Friday, April 01, 2011

20% Rule For Big Profits

Investor's Corner: Use 20% Rule For Big Profits

You'll never know for sure if a stock is going to be a huge winner if you sell it too soon. So if the stock you just bought makes a big jump right away, resist the urge to take the money and run.

Watching a stock go up after you sell it can be truly frustrating. That's where the eight-week rule comes in. The rule states that if a stock breaks out from a proper base and gains 20% or more in three weeks or less, you should hold it for at least eight weeks.

It's normal for a stock to pull back after breaking out, so don't panic unless the stock starts to give back the bulk of its gains. Only then should you sell. You never should turn a good profit into a loss.

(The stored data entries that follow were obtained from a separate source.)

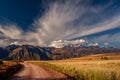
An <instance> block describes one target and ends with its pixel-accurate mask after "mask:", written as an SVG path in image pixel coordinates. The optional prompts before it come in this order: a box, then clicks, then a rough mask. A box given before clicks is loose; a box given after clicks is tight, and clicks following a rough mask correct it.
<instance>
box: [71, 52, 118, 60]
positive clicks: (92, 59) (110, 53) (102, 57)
mask: <svg viewBox="0 0 120 80" xmlns="http://www.w3.org/2000/svg"><path fill="white" fill-rule="evenodd" d="M71 59H72V60H120V52H119V53H104V54H94V55H86V56H82V57H78V58H71Z"/></svg>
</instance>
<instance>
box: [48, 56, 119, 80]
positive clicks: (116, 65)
mask: <svg viewBox="0 0 120 80" xmlns="http://www.w3.org/2000/svg"><path fill="white" fill-rule="evenodd" d="M101 56H105V57H108V58H109V59H108V60H102V59H101V58H100V57H101ZM118 57H120V54H99V55H89V56H85V57H81V58H73V59H68V60H59V61H48V63H50V64H53V65H57V66H61V67H63V69H64V70H66V71H70V72H68V74H70V75H75V74H77V78H76V79H83V80H120V60H119V59H118ZM90 58H95V59H90ZM117 59H118V60H117Z"/></svg>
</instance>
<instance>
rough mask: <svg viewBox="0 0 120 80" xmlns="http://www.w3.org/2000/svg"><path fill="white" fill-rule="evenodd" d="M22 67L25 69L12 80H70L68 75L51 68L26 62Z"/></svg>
mask: <svg viewBox="0 0 120 80" xmlns="http://www.w3.org/2000/svg"><path fill="white" fill-rule="evenodd" d="M22 65H23V66H24V68H23V69H22V70H21V71H20V72H18V73H16V74H14V75H13V76H12V77H11V78H10V80H69V79H68V77H67V76H66V75H64V74H62V73H60V72H57V71H55V70H52V69H49V68H44V67H40V66H37V65H34V64H31V63H26V62H25V63H22Z"/></svg>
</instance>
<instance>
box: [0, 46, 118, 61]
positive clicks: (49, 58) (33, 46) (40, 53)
mask: <svg viewBox="0 0 120 80" xmlns="http://www.w3.org/2000/svg"><path fill="white" fill-rule="evenodd" d="M111 52H120V49H118V48H100V47H97V46H96V47H95V46H90V47H84V46H81V47H64V48H53V47H39V46H31V45H22V46H19V45H10V46H6V47H0V59H5V60H59V59H67V58H73V57H80V56H84V55H89V54H99V53H111Z"/></svg>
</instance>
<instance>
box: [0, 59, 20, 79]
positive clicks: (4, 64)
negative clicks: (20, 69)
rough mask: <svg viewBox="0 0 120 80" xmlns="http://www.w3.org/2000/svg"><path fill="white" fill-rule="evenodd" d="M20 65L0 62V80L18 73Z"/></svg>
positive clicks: (10, 62)
mask: <svg viewBox="0 0 120 80" xmlns="http://www.w3.org/2000/svg"><path fill="white" fill-rule="evenodd" d="M20 68H21V65H20V64H18V63H17V62H13V61H0V80H1V79H4V80H6V79H7V78H8V77H9V76H11V75H12V74H13V73H15V72H16V71H18V69H20Z"/></svg>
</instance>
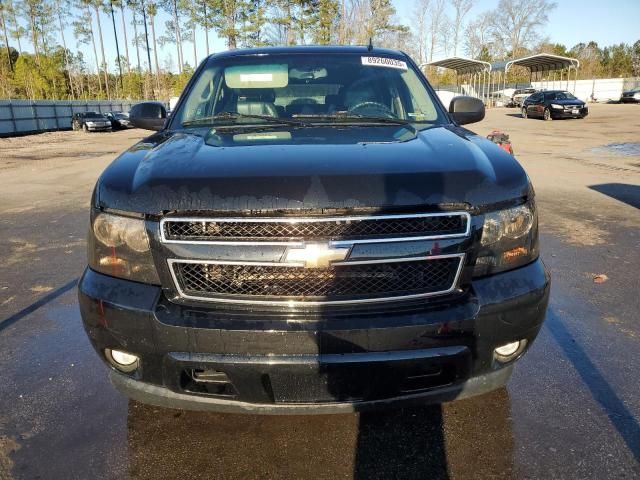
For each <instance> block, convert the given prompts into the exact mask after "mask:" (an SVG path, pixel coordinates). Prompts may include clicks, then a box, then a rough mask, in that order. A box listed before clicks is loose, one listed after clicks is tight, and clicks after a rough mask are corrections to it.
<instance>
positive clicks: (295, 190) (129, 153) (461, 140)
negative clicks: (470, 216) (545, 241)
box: [95, 125, 529, 214]
mask: <svg viewBox="0 0 640 480" xmlns="http://www.w3.org/2000/svg"><path fill="white" fill-rule="evenodd" d="M528 192H529V185H528V178H527V176H526V174H525V172H524V170H523V169H522V167H521V166H520V165H519V164H518V162H516V161H515V159H514V158H513V157H512V156H511V155H509V154H508V153H506V152H505V151H503V150H502V149H500V148H499V147H498V146H496V145H495V144H493V143H492V142H489V141H488V140H486V139H484V138H482V137H479V136H477V135H475V134H473V133H471V132H469V131H468V130H465V129H463V128H459V127H453V126H448V127H432V128H428V129H425V130H423V131H419V132H414V131H413V130H410V129H408V128H406V127H402V126H395V125H394V126H376V127H373V126H368V127H344V128H343V127H341V128H335V127H334V128H322V127H314V128H304V129H295V130H291V131H290V132H287V131H283V130H282V129H278V130H273V131H271V132H269V131H264V130H261V131H259V132H254V133H251V132H248V131H247V129H245V130H242V133H238V131H236V132H235V133H221V132H220V130H219V131H218V132H216V131H215V130H210V131H207V130H205V131H196V132H193V133H188V132H160V133H158V134H156V135H153V136H151V137H149V138H148V139H146V140H144V141H142V142H140V143H138V144H136V145H134V146H133V147H131V148H130V149H129V150H127V151H126V152H125V153H123V154H122V155H121V156H120V157H119V158H117V159H116V160H115V161H114V162H113V163H112V164H111V165H110V166H109V167H108V168H107V169H106V170H105V172H104V173H103V175H102V176H101V178H100V180H99V181H98V185H97V188H96V197H95V199H96V201H97V203H98V204H99V206H101V207H106V208H113V209H119V210H125V211H134V212H141V213H147V214H160V213H163V212H167V211H182V212H187V211H192V212H193V211H199V210H217V211H235V212H238V211H248V210H281V209H319V208H332V209H333V208H336V209H345V208H380V209H383V208H397V207H415V206H432V207H435V206H444V205H451V206H456V207H458V208H460V207H462V206H465V207H479V206H486V205H491V204H496V203H500V202H504V201H509V200H513V199H515V198H519V197H524V196H527V195H528Z"/></svg>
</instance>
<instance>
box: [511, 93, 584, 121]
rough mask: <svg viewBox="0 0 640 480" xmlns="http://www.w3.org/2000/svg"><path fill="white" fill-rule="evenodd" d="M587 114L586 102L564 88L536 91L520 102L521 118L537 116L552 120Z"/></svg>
mask: <svg viewBox="0 0 640 480" xmlns="http://www.w3.org/2000/svg"><path fill="white" fill-rule="evenodd" d="M587 115H589V108H588V107H587V104H586V103H585V102H583V101H582V100H580V99H579V98H577V97H575V96H574V95H573V94H572V93H569V92H567V91H564V90H549V91H544V92H537V93H534V94H532V95H530V96H529V97H527V98H526V99H525V100H524V103H523V104H522V118H528V117H539V118H543V119H545V120H553V119H557V118H584V117H586V116H587Z"/></svg>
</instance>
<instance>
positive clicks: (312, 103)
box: [171, 53, 448, 128]
mask: <svg viewBox="0 0 640 480" xmlns="http://www.w3.org/2000/svg"><path fill="white" fill-rule="evenodd" d="M173 118H174V119H173V121H172V124H171V127H172V128H180V127H181V126H182V127H191V126H202V125H207V126H221V125H234V126H237V125H256V124H257V125H263V124H267V123H269V124H274V123H283V124H287V125H303V124H304V125H308V124H313V123H316V122H318V123H323V124H327V123H329V124H331V123H343V122H356V123H357V122H376V121H377V120H379V121H381V122H383V121H385V122H387V123H388V122H398V123H402V122H404V123H415V124H420V123H424V124H434V123H445V122H448V119H447V118H446V117H445V115H443V113H442V112H441V111H440V109H439V108H438V107H437V106H436V104H435V103H434V100H433V98H432V97H431V95H430V94H429V91H428V90H427V87H426V86H425V84H424V83H423V80H422V79H421V78H420V77H419V74H418V72H416V71H415V70H414V69H413V67H412V66H411V65H410V64H408V63H406V62H405V61H404V60H400V59H395V58H391V57H380V56H366V55H361V54H351V53H349V54H325V55H322V54H286V55H283V54H273V55H263V56H237V57H229V58H224V59H215V58H214V59H212V60H211V61H210V63H209V65H208V66H207V67H206V68H205V69H204V70H202V71H201V72H200V74H199V76H198V78H197V79H196V80H195V83H194V84H193V86H192V88H191V89H190V90H189V92H188V93H187V97H186V99H185V101H184V102H183V103H181V105H180V108H179V109H178V110H177V111H176V113H175V115H174V117H173ZM303 122H304V123H303Z"/></svg>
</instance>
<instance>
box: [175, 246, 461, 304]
mask: <svg viewBox="0 0 640 480" xmlns="http://www.w3.org/2000/svg"><path fill="white" fill-rule="evenodd" d="M463 257H464V255H462V254H460V255H443V256H440V257H419V258H408V259H402V260H399V261H398V260H395V261H394V260H389V261H386V262H380V261H363V262H340V263H339V264H334V265H333V266H330V267H327V268H304V267H299V266H289V265H286V264H285V265H283V264H277V263H273V264H266V263H265V264H262V263H254V264H251V263H240V262H214V261H211V262H208V261H197V260H189V261H183V260H170V261H169V264H170V267H171V270H172V274H173V276H174V279H175V281H176V284H177V286H178V290H179V292H180V293H181V295H182V296H184V297H186V298H193V299H202V300H212V299H216V300H222V301H230V302H239V303H269V304H274V303H275V304H278V303H281V304H290V302H291V301H295V302H303V303H307V304H313V303H322V304H326V303H353V302H357V301H388V300H390V299H393V298H394V297H398V298H407V297H411V296H427V295H433V294H441V293H446V292H449V291H451V290H453V289H454V287H455V284H456V280H457V276H458V275H459V272H460V268H461V266H462V260H463Z"/></svg>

Stocks that gain 20% or more soon after the breakout are showing you unusual power. These have the potential of doubling, tripling or more.

The eight-week rule is designed to help you avoid the heartache of missing out on what could be a monster winner. Stocks that surge hundreds of percentage points will seldom do so in a short period of time. Big gains need time to brew.

In "How To Make Money In Stocks," IBD founder and Chairman William O'Neil wrote, "Your objective is not just to be right but to make big money when you are right."

If you bought a stock with great earnings and sales growth, healthy margins and institutional sponsorship as it just cleared a base, you have to give it time to do its thing. In investing, patience is a virtue.

Avoid thinking too much once you're in the stock. You don't have to watch every tick. Doing so can cause you to get shaken out. But be aware of signs of weak action and act if they appear.